Germany 'not hit by match-fixing scandal'
Germany's top two Bundesliga divisions are seemingly not affected by a global match-fixing scandal that has involved hundreds of games across several continents, the German Football League (DFL) president said on Tuesday.
Hundreds of soccer matches have been fixed in a global betting scam run from Singapore, police said on Monday, in a blow to the image of the world's most popular sport and a multi-billion dollar industry.
About 680 suspicious matches including qualifying games for the World Cup and European Championships, and the Champions League for top European club sides, were identified in an inquiry by European police forces, the European anti-crime agency Europol, and national prosecutors.
"According to our knowledge the Bundesliga and the second Bundesliga are not affected," DFL President Reinhard Rauball said.
"But those who know that the betting business has a turnover of not thousands or millions but billions can suspect that criminals will set up their business there and profit from it," he told reporters.
Germany has had its share of match-fixing scandals in the past decade with former referee Robert Hoyzer convicted and jailed for fixing matches in 2005 on behalf of a criminal group led by Ante Sapina, who was sentenced to almost three years in prison.

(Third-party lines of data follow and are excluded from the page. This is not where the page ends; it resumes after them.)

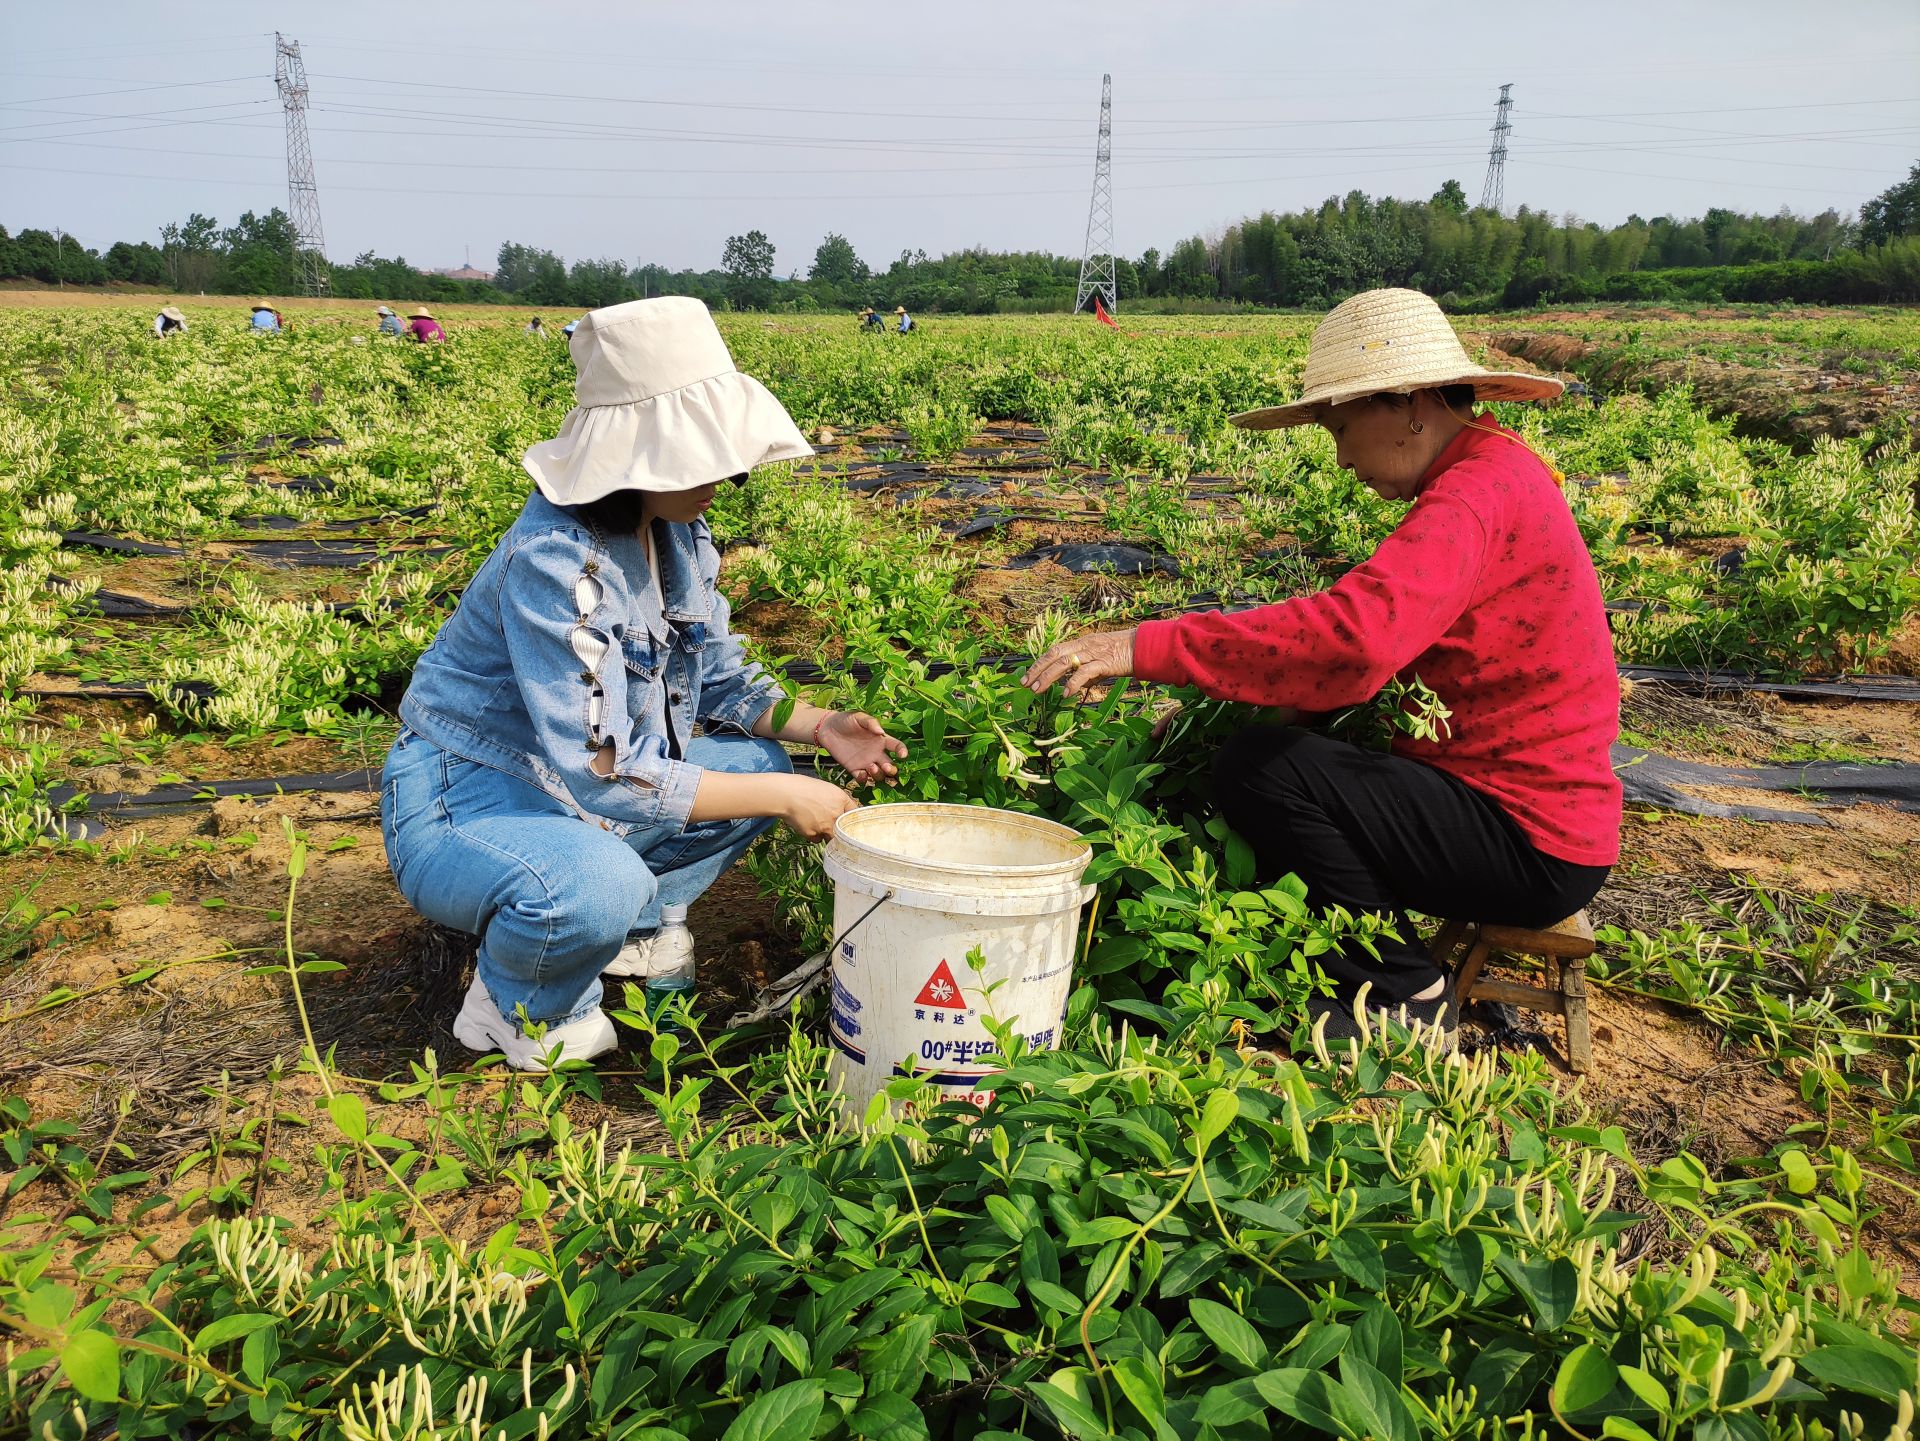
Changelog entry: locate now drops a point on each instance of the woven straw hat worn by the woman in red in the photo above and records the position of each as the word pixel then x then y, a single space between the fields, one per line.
pixel 1391 343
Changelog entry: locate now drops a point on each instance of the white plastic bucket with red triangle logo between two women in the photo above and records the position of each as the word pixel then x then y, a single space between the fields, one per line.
pixel 940 884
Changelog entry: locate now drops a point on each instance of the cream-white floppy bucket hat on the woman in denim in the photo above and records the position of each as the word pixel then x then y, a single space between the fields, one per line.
pixel 660 408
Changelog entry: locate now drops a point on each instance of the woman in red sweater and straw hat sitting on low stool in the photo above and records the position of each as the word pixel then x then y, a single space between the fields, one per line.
pixel 1485 592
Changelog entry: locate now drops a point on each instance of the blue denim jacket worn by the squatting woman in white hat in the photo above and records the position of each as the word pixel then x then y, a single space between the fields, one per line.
pixel 560 648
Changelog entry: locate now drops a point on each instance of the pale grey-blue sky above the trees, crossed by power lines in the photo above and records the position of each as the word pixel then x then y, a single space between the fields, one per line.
pixel 652 133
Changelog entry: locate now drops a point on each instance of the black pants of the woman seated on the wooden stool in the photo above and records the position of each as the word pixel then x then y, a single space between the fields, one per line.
pixel 1381 834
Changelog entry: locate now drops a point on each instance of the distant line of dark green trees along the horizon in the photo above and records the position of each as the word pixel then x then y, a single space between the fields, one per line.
pixel 1466 256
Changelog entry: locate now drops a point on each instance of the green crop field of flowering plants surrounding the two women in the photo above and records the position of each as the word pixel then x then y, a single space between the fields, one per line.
pixel 256 1189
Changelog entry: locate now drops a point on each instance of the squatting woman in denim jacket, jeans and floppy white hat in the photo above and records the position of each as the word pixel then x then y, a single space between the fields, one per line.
pixel 585 745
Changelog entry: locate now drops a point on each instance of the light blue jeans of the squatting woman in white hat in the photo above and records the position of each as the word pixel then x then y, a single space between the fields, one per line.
pixel 550 895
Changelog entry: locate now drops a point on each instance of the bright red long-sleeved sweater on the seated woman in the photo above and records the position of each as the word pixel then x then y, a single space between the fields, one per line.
pixel 1489 596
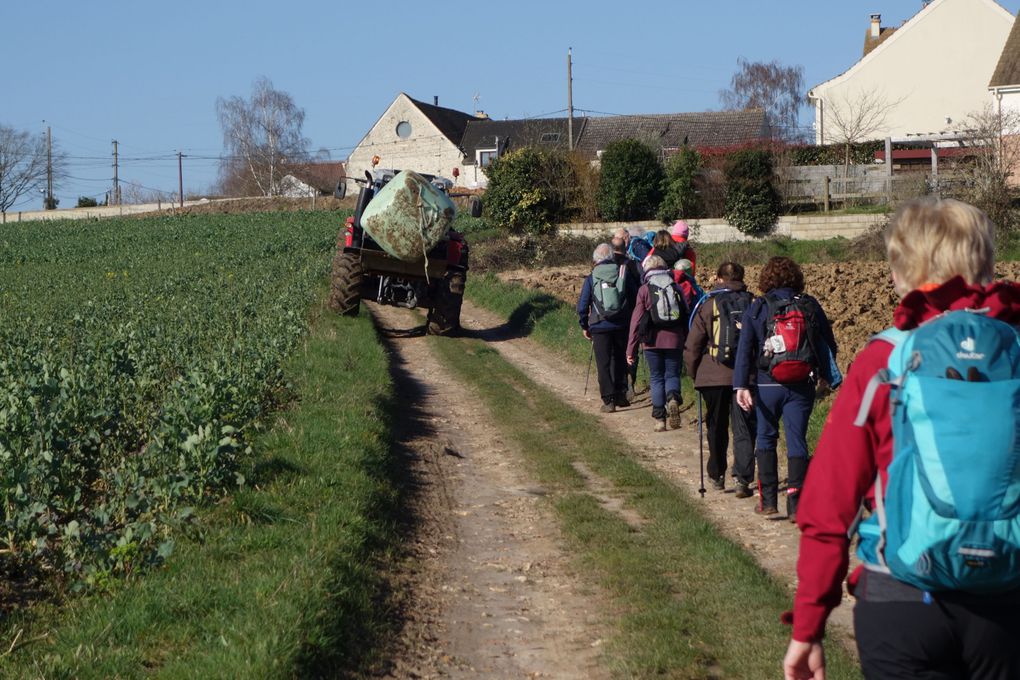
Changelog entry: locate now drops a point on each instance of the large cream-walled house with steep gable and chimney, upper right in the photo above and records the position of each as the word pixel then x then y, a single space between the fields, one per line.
pixel 920 80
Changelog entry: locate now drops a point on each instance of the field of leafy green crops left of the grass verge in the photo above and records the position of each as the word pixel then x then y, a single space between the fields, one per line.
pixel 137 358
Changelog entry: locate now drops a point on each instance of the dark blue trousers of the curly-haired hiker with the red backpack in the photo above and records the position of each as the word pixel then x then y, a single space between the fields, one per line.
pixel 794 404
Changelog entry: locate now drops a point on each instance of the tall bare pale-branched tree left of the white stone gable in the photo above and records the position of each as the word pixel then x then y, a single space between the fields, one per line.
pixel 262 137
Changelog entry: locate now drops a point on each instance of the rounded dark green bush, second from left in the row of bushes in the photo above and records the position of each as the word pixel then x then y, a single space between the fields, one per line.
pixel 631 186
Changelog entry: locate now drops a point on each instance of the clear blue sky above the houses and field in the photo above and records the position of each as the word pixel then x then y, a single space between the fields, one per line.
pixel 149 74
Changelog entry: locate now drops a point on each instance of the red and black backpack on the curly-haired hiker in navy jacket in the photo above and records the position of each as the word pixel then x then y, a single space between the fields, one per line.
pixel 789 351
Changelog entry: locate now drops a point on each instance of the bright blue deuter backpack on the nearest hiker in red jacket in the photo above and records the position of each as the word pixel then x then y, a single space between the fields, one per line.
pixel 950 515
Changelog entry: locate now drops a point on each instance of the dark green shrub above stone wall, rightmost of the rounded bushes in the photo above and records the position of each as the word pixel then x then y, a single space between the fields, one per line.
pixel 752 201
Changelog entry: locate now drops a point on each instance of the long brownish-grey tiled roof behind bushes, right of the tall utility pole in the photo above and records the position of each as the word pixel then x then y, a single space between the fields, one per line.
pixel 672 131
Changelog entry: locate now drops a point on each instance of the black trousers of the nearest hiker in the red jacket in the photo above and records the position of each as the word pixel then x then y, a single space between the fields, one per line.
pixel 948 640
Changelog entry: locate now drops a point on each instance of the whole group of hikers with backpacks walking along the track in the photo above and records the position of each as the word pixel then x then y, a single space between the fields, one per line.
pixel 920 459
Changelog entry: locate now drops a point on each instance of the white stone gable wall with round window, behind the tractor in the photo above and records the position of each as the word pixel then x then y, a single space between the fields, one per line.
pixel 427 150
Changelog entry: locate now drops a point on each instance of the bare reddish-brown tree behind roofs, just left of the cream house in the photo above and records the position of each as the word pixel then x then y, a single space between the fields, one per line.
pixel 776 89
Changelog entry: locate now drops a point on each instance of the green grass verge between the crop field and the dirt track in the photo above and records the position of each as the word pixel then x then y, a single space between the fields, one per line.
pixel 286 581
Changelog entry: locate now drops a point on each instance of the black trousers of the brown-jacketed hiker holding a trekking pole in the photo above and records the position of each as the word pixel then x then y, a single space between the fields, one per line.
pixel 722 414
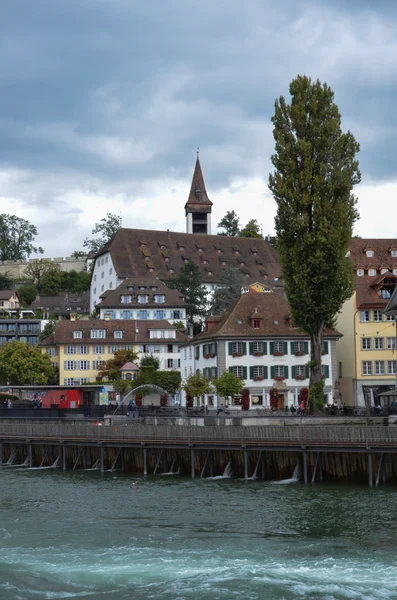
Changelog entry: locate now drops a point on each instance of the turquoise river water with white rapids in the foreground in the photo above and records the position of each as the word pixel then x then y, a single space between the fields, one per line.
pixel 77 535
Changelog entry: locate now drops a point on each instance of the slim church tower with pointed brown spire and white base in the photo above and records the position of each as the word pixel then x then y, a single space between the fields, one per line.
pixel 198 206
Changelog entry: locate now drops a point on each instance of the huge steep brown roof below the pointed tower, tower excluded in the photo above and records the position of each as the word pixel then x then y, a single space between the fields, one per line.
pixel 139 252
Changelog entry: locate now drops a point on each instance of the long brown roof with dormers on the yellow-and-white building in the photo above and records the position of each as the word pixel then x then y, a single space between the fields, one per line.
pixel 64 332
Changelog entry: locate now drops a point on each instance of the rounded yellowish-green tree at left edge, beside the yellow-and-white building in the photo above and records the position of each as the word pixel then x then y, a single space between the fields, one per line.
pixel 23 364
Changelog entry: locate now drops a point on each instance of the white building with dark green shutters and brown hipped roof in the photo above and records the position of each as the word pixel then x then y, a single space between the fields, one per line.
pixel 256 341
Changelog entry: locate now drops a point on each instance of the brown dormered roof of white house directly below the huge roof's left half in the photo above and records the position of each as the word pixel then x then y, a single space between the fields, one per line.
pixel 112 298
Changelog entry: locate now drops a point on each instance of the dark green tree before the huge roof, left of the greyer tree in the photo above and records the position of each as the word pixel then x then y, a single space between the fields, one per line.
pixel 190 283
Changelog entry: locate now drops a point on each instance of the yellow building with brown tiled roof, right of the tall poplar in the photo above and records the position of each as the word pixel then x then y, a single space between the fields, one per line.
pixel 367 358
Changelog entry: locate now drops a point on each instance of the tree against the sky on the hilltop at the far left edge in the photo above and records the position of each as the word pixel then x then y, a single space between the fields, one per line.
pixel 17 238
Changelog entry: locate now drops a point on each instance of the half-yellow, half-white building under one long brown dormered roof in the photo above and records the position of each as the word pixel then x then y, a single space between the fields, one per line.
pixel 79 348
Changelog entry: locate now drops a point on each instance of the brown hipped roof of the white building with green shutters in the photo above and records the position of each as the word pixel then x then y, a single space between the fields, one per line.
pixel 276 319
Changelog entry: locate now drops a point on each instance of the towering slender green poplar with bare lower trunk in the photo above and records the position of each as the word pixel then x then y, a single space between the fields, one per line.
pixel 315 171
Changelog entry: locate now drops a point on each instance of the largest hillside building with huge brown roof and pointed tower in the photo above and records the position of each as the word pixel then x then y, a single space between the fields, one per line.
pixel 161 254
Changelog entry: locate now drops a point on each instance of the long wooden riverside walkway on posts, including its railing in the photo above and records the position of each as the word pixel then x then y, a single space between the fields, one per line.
pixel 333 451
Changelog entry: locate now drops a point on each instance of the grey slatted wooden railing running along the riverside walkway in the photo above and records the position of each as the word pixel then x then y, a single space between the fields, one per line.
pixel 309 435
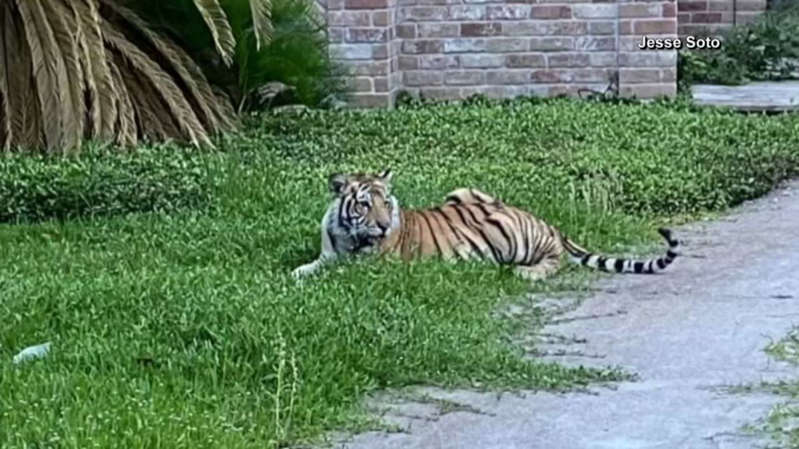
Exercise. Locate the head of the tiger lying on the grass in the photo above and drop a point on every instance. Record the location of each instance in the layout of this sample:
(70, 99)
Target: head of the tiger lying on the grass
(366, 208)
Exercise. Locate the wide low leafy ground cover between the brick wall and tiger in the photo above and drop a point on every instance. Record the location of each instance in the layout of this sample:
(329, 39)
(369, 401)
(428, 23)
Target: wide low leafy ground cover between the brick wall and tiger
(662, 159)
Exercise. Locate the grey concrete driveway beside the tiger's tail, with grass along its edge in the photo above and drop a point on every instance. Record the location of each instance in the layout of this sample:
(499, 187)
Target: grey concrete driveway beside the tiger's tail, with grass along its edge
(689, 333)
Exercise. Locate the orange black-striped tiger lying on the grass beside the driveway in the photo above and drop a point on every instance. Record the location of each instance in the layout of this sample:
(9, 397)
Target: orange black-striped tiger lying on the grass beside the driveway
(365, 218)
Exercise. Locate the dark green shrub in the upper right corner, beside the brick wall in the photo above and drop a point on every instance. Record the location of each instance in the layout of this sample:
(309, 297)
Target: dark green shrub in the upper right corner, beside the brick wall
(767, 49)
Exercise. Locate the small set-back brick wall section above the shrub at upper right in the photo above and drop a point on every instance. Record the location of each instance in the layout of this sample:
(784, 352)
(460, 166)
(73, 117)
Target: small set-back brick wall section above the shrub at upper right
(700, 17)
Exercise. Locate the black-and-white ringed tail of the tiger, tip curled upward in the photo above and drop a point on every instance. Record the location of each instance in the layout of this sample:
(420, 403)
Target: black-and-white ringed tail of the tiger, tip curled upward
(619, 265)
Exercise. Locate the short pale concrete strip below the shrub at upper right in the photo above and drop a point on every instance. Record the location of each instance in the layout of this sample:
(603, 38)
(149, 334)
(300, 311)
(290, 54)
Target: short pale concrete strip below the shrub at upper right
(758, 96)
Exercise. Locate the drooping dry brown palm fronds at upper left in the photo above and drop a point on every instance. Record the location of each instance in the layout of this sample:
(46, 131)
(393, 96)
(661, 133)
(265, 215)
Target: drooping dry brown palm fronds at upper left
(95, 69)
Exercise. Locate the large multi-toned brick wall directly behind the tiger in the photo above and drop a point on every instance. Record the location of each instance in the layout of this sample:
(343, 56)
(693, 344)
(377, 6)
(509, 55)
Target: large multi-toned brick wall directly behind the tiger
(451, 49)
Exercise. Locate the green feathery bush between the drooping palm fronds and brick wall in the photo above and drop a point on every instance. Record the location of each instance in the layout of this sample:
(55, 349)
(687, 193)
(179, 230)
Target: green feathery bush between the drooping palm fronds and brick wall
(297, 54)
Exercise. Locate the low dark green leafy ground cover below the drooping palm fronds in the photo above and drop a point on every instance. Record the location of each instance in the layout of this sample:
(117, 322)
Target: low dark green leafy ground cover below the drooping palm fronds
(35, 188)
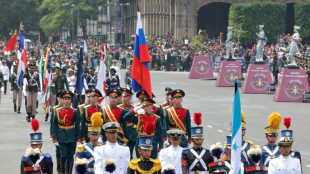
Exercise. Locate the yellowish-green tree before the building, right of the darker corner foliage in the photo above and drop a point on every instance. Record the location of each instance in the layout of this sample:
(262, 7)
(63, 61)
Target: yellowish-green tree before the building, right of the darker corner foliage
(63, 13)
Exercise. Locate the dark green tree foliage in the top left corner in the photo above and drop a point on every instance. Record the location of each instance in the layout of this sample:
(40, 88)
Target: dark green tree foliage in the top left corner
(14, 12)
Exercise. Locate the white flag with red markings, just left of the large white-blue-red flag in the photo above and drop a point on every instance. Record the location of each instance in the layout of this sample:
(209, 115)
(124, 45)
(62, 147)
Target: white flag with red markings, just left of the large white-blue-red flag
(101, 82)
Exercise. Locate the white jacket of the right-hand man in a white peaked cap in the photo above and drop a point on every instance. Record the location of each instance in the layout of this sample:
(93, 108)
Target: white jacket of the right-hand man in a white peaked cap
(172, 155)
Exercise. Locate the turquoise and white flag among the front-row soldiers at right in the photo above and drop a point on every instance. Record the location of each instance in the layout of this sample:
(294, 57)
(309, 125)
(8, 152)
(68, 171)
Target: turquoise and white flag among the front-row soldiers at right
(236, 133)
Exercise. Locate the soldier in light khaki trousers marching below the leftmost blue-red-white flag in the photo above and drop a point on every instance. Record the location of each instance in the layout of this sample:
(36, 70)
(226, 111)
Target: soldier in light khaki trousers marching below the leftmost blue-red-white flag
(33, 86)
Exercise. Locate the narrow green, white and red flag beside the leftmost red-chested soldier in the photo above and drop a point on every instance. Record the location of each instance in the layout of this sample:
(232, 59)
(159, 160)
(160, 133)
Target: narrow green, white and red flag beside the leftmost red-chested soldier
(47, 79)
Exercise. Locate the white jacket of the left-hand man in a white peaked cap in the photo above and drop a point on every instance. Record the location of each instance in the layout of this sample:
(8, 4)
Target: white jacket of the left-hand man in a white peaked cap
(120, 154)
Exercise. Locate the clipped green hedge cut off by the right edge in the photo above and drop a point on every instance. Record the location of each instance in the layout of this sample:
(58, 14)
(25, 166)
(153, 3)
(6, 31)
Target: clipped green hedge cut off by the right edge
(302, 19)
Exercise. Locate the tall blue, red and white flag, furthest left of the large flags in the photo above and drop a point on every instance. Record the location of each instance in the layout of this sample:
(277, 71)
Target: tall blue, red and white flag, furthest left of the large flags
(22, 58)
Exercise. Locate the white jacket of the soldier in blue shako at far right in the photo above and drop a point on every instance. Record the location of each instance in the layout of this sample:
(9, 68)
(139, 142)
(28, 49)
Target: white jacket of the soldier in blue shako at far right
(284, 165)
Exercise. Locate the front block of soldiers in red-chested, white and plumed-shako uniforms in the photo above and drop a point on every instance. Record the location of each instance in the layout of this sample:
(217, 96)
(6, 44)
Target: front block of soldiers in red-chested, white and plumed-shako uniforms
(122, 137)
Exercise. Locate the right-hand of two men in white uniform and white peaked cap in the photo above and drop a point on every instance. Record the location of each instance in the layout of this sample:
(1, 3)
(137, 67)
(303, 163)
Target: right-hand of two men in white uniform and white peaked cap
(172, 154)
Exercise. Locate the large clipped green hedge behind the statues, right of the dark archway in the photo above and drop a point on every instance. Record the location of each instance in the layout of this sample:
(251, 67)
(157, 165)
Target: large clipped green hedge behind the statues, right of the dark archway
(250, 15)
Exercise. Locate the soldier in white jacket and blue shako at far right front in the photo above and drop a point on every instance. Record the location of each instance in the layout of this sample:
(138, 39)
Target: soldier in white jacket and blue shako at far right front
(285, 163)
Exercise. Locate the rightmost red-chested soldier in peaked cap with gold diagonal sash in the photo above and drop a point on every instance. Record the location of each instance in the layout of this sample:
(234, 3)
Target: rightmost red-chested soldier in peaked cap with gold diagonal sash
(178, 117)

The Croatian and his brother Milan were again arrested four years later when they were involved in a Europe-wide match-fixing affair in 2009 that also saw several dozen German games, mainly in lower divisions, rigged or suspected of having been rigged.
"What is important for us is that the authorities pursue this matter intensively," Rauball said.
The German Bundesliga is experiencing a boom with the top 18 clubs posting a record turnover of more than €2 billion for the 2011/12 season.
With 44 293 spectators on average per Bundesliga game - about 2 000 more than the previous season - the German league is the world leader, well ahead of powerhouses England and Spain.